Storing python pickles on a Rocksdb mapping the transaction mechanism from Guillotina. It needs to provide the same API from internal storage Guillotina so each object is stored in a secure hierarchical structure.
Storing the indexing information on each transaction on RocksDB and Tantivy to support keyword indexes and full-text index.
Providing an interface to search ok keyword indexes and full-text search with the security checks.
Providing an interface to load security and pickles using Guillotina internal storage API.
Optionally, providing a Raft protocol to sync multiple instances of the object server and distribute the load would be great.

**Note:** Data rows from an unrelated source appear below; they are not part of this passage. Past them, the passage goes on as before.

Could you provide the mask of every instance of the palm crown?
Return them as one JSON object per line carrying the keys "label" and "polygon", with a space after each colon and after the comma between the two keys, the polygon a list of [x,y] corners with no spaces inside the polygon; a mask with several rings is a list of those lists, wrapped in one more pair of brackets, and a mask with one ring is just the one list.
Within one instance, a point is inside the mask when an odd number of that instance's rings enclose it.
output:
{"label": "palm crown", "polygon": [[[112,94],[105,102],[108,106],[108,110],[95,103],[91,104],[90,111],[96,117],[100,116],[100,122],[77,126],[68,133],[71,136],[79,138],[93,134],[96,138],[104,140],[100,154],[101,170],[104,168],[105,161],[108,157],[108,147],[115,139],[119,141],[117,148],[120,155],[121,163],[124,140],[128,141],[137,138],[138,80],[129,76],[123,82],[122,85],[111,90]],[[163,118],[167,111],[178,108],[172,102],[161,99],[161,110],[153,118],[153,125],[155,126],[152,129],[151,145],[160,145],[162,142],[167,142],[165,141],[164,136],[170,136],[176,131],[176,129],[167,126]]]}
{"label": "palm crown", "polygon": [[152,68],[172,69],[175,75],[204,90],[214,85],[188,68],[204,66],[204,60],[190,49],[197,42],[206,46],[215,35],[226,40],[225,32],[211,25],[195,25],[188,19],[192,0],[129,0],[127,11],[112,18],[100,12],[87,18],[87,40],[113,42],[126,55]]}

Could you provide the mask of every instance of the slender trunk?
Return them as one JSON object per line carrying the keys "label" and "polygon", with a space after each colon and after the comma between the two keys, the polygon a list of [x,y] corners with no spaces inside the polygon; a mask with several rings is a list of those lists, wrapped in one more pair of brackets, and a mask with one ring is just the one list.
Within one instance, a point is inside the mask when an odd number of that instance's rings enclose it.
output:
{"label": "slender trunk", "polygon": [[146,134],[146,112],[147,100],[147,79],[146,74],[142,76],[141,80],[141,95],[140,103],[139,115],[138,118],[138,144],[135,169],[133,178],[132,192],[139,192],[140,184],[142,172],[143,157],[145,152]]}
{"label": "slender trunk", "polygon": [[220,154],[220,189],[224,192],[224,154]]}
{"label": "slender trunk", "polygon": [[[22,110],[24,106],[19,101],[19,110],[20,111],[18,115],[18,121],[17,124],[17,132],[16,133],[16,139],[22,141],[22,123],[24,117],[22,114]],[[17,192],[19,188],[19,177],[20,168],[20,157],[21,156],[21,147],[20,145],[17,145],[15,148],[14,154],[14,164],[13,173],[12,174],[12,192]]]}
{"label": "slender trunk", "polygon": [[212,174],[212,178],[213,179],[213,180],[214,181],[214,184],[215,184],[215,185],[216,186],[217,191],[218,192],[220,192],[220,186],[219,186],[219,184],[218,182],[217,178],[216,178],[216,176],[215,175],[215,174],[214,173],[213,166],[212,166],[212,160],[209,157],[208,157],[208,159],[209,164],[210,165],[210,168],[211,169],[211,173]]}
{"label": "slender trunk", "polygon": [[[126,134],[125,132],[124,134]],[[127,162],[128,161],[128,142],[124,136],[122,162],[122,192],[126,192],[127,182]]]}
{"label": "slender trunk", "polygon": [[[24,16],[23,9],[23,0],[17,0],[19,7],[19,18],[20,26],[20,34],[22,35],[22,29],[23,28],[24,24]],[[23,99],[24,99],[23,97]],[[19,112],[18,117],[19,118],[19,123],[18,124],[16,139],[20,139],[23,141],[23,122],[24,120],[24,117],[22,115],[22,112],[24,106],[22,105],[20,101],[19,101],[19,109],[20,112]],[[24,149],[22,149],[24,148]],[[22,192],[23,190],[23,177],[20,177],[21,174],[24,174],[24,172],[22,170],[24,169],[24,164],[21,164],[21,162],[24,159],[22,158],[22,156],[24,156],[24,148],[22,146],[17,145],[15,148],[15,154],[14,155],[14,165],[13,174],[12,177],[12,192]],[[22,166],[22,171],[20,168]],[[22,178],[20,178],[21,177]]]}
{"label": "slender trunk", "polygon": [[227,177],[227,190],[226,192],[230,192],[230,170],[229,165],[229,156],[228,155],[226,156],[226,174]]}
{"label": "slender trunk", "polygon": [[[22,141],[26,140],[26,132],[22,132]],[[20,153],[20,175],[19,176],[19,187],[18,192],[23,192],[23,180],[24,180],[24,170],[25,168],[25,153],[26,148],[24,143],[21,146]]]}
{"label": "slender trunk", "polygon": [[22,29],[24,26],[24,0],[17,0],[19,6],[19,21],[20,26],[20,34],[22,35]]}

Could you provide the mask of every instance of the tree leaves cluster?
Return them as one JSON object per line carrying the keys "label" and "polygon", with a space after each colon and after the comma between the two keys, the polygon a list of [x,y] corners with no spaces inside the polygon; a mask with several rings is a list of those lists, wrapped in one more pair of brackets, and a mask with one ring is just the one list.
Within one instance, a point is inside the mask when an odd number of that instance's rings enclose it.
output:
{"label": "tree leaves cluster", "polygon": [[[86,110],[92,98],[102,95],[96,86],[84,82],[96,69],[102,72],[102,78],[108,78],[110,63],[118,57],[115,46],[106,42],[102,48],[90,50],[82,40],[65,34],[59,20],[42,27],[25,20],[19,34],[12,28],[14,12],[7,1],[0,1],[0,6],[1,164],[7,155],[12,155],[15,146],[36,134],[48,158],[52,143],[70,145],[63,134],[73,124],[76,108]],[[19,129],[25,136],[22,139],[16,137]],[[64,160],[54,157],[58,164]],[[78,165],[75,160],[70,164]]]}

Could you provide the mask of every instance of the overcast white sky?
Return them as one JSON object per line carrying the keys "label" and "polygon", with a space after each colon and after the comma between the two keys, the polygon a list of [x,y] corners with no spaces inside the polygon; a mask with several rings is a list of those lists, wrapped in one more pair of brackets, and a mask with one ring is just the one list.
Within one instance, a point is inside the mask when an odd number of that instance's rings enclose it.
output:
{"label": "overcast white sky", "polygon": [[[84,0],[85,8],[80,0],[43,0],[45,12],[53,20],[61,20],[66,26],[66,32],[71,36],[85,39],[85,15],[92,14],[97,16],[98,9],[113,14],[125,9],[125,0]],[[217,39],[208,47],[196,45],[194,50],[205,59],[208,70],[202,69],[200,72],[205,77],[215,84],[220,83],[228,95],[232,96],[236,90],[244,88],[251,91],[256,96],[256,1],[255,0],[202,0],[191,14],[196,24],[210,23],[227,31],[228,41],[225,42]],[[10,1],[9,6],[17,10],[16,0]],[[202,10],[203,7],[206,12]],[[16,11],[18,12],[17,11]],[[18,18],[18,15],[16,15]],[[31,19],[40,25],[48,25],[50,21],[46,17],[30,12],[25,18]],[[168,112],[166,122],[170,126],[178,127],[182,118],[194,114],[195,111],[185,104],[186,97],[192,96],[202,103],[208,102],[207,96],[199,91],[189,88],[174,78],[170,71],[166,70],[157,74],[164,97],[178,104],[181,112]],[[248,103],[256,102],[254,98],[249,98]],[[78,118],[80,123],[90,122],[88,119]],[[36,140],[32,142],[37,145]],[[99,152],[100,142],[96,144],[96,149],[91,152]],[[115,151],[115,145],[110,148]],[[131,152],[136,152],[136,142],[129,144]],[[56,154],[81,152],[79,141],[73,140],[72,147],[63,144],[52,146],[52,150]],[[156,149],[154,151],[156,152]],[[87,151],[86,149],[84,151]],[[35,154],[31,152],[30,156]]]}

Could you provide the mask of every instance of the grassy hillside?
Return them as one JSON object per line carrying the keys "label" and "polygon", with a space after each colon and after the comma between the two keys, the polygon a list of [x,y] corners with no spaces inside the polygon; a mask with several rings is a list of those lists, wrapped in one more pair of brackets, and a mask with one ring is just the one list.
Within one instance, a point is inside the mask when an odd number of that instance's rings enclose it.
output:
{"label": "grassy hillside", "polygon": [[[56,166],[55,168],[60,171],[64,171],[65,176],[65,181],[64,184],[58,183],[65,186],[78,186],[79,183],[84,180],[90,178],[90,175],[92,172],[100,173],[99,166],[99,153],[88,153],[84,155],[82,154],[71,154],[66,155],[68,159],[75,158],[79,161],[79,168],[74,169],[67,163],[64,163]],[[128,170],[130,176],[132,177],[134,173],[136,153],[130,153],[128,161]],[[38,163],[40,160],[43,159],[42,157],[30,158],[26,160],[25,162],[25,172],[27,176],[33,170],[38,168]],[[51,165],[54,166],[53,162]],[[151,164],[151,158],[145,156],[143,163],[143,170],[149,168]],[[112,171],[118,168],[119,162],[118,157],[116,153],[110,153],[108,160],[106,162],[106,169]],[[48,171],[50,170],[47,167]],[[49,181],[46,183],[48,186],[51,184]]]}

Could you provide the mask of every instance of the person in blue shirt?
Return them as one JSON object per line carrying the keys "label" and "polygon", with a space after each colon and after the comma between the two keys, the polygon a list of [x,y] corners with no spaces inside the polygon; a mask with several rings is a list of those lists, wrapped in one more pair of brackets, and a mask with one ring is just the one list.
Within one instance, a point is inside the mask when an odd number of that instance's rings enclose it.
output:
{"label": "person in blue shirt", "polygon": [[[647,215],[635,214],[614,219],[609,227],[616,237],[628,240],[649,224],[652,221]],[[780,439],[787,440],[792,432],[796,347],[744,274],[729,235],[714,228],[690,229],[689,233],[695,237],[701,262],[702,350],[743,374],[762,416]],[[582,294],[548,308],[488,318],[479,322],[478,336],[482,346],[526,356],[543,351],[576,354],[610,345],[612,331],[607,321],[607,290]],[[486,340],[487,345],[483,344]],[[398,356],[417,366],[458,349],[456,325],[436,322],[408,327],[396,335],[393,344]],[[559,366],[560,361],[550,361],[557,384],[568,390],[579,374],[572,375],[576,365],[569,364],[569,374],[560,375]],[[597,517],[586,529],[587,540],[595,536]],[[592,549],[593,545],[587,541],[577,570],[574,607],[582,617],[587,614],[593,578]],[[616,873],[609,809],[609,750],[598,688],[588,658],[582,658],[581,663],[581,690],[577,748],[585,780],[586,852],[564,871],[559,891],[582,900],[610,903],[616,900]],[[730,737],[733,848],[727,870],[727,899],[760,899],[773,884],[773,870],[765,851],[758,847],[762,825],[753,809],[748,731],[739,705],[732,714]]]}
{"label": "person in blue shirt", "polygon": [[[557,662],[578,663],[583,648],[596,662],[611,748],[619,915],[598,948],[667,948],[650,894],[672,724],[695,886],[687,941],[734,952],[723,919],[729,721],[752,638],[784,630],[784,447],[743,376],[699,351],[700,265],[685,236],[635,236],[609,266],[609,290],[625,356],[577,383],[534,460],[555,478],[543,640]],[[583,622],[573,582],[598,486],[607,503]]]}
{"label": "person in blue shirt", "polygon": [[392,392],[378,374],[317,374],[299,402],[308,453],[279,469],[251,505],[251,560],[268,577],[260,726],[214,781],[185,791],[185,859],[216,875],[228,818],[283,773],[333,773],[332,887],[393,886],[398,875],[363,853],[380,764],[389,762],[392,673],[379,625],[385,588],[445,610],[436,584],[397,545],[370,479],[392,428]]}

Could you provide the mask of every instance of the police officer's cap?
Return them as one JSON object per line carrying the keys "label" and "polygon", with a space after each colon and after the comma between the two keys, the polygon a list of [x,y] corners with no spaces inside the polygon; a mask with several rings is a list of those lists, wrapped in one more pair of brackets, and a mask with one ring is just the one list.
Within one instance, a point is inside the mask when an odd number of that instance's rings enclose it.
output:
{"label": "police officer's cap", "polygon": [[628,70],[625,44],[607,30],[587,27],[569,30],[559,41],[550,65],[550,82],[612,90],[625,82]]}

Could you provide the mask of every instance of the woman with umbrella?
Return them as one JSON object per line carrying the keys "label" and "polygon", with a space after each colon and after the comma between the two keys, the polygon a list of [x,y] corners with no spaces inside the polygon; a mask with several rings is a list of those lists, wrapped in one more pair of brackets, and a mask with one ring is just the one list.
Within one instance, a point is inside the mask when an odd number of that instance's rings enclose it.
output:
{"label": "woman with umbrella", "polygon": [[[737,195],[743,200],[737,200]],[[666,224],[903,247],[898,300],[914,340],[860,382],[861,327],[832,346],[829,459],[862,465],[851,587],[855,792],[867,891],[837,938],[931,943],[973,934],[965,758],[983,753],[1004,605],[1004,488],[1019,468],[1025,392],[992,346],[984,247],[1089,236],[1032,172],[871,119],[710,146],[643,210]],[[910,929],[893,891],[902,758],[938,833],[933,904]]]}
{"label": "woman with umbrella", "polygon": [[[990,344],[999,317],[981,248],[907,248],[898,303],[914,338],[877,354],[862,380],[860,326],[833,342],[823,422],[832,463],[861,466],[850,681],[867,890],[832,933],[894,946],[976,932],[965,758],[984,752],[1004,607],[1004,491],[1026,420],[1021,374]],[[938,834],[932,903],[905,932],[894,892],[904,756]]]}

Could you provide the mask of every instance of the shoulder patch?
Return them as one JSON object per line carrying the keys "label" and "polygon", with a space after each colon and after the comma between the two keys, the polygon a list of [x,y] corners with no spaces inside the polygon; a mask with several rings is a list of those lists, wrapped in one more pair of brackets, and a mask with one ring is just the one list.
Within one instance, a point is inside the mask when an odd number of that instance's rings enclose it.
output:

zopyx · February 3, 2019, 4:12pm

Why do you need a second indexing component besides Elasticsearch or is this intended as a replacement for ES?

I do not see any reference in Tantivy for supporting multiple language.

Distributed search, replication and scaling seems to be out of scope of Tantivy.

Why are the search capabilities of Postgres not good enough here? Which problems do you want to solve with Tantivy that can not be solved with Postgres and/or Elasticsearch?

kakshay21 · February 3, 2019, 5:06pm

That's why protobuffer, a language-neutral, platform-neutral, extensible mechanism for serializing structured data. It supports vast languages.
Apart from lower startup time and less memory footprint it has so many cool features
BTW Elastic search is built over Apache Lucene and clearly, Tantivy is quite better in terms of performance. Do check out the benchmark Search benchmark, the game
Regarding the "Distributed search, replication and scaling" part that's one of the downsides.

zopyx · February 3, 2019, 5:46pm

Speed and "cool features" is only one side of the medal.
A search solution that does not support language specific indexing and that does come with a scaling story is in general pointless for building scalable solutions. And all the "cool features" is what you basically get with ES.

kakshay21 · February 3, 2019, 6:35pm

I totally agree with your point, but this is a very easy task to add language indexing support for any languages. Just write a .proto description of the data structure you wish to store for your query in rust and store the query inside this protobuffer. Now you could send this protobuffer as a response instead of JSON/XML and then use it in any language.

kakshay21 · February 3, 2019, 6:48pm

Okay, I just checked protocol buffers does not support rust yet. Now I don't know the reason for using this.

zopyx · February 4, 2019, 3:55am

I am talking of indexing specific support for languages like German, English and so on.

There is not much in this proposal that would bring any significant improvement for Plone or Guillotina.

-aj

zopyx · February 4, 2019, 4:16am

Another objection is storing pickles. I think a lesson from 20 years of ZODB is that it is not necessarily a good idea for storing a language specific serialization format in a database a blobs. Using JSON/JSONB in Postgres is ok but using another external storage again as pickle grave makes little sense in 2019.

Did you look at CrateIO? A distributed database based on Elasticsearch, scalable like hell, an SQL API and a Postgres-protocol compliant binary interface?